Julia for Scientists: summary slides

I gave a presentation on Julia today, for staff of my uni’s Psychology department.
Many interested people in the audience!

These are the slides:
image

(It starts slow but quickly goes into more nerdy terrain; The audience is varied, hence the different registers).

I’m posting here as they might be useful for someone else discussing Julia with colleagues.

And also to get feedback: for example, is the explanation of why base Python / R / Matlab is slow correct?
i.e,

  • manifold more CPU instructions per line of source code
  • and these extra instructions are all type checking
  • …type checking that is run every time the line is run (also in inner hot loops)

There’s also a slide on “Julia tips” where you might find something helpful.
Plus, shoutouts for @bkamins & @tim.holy :slight_smile:

43 Likes

Thank you for posting this. I’m currently doing up a presentation for data analysis for experiments using Julia and trying to sell people on learning to code instead of using Excel. Your slides have a lot of great points I haven’t thought of!

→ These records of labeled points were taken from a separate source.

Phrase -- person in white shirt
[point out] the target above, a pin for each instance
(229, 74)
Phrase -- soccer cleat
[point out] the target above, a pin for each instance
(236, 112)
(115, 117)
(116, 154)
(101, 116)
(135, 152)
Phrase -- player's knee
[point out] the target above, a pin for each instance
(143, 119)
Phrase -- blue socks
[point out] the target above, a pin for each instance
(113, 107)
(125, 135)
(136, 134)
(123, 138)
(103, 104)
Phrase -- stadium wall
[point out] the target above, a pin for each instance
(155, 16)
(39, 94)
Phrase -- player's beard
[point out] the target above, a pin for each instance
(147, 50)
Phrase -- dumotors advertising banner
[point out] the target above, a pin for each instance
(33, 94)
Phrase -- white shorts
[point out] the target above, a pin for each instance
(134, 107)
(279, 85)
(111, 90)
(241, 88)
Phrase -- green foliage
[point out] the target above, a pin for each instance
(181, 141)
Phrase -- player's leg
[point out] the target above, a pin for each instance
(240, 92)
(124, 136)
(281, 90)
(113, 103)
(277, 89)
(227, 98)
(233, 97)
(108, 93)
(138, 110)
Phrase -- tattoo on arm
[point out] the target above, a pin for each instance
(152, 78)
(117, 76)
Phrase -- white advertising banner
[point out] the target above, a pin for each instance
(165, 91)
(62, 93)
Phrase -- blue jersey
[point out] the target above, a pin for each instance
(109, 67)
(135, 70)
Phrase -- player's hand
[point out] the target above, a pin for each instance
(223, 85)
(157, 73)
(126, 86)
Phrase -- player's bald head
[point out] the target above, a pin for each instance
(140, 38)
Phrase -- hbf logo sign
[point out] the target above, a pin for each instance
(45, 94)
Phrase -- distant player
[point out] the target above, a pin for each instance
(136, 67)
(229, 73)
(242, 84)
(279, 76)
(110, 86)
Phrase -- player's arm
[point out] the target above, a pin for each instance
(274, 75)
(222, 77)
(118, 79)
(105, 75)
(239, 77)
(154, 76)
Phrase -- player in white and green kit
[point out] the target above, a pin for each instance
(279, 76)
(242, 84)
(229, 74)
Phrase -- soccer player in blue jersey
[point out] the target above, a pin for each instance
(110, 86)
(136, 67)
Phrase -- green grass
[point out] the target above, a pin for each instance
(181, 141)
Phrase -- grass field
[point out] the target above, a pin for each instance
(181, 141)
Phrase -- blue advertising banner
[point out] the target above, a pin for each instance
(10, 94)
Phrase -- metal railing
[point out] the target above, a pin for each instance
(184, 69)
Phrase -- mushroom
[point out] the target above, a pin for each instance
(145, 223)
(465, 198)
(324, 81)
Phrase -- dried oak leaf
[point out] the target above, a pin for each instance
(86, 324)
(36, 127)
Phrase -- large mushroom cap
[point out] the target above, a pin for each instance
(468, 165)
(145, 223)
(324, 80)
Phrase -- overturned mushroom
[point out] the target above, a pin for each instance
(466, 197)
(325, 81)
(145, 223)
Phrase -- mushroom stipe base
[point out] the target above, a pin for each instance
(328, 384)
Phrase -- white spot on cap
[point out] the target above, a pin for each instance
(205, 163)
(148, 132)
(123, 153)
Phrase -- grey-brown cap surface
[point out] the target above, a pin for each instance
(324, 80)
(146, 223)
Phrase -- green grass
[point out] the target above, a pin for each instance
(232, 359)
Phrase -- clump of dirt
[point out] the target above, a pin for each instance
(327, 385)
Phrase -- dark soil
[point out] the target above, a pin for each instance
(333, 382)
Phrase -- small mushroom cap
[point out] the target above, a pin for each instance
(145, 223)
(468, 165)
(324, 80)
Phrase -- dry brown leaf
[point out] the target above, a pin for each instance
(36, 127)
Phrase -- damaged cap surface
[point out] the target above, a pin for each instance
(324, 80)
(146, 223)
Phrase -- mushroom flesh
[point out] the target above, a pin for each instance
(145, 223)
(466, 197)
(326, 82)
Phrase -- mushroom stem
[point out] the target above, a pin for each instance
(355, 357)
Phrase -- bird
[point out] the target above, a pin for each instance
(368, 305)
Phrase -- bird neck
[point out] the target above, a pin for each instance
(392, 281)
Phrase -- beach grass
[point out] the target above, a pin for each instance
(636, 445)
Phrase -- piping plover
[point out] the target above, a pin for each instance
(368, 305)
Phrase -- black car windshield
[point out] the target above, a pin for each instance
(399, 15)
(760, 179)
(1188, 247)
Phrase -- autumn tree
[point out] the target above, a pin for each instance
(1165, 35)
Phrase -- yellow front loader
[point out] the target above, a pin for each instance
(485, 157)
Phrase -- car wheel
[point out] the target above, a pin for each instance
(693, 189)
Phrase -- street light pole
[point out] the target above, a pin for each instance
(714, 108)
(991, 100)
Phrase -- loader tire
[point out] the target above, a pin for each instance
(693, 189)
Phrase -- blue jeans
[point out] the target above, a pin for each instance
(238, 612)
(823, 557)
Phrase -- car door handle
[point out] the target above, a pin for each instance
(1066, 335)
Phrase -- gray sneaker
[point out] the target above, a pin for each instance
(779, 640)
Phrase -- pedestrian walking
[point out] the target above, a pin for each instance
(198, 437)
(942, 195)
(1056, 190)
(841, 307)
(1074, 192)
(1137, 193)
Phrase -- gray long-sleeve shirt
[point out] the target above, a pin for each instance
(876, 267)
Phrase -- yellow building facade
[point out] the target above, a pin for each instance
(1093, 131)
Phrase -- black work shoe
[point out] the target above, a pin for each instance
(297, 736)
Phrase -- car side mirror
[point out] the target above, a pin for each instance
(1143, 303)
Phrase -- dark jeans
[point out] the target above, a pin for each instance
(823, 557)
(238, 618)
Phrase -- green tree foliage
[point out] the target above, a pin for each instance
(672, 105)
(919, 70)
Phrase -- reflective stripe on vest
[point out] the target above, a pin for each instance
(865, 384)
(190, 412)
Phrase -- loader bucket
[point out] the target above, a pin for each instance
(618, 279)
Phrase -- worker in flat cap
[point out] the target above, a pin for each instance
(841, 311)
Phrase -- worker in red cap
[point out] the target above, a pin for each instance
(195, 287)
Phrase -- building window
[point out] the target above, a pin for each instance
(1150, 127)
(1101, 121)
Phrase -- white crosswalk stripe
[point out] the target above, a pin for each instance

I’d be curious to read what other people think.

1 Like

Nice presentation! The one thing that surprised me about the gripes section was

Getting floats to print with lower precision is way more difficult than
it should be for new users

What do other languages do differently here? It seems to me R and Python print roughly the same things as Julia by default (with R chopping off a bit more)?

julia> 3/7
0.42857142857142855

>>> 3/7
0.42857142857142855

> 3/7
[1] 0.4285714
1 Like

Yes (though Matlab has a shorter default)
But, customizing the default is harder.

NumPy:

np.set_printoptions(precision=4)

R:

options(digits=4)

Julia: …
type pirating Float64’s show?
Which assumes you have learned how Julia’s display system works (a big topic!)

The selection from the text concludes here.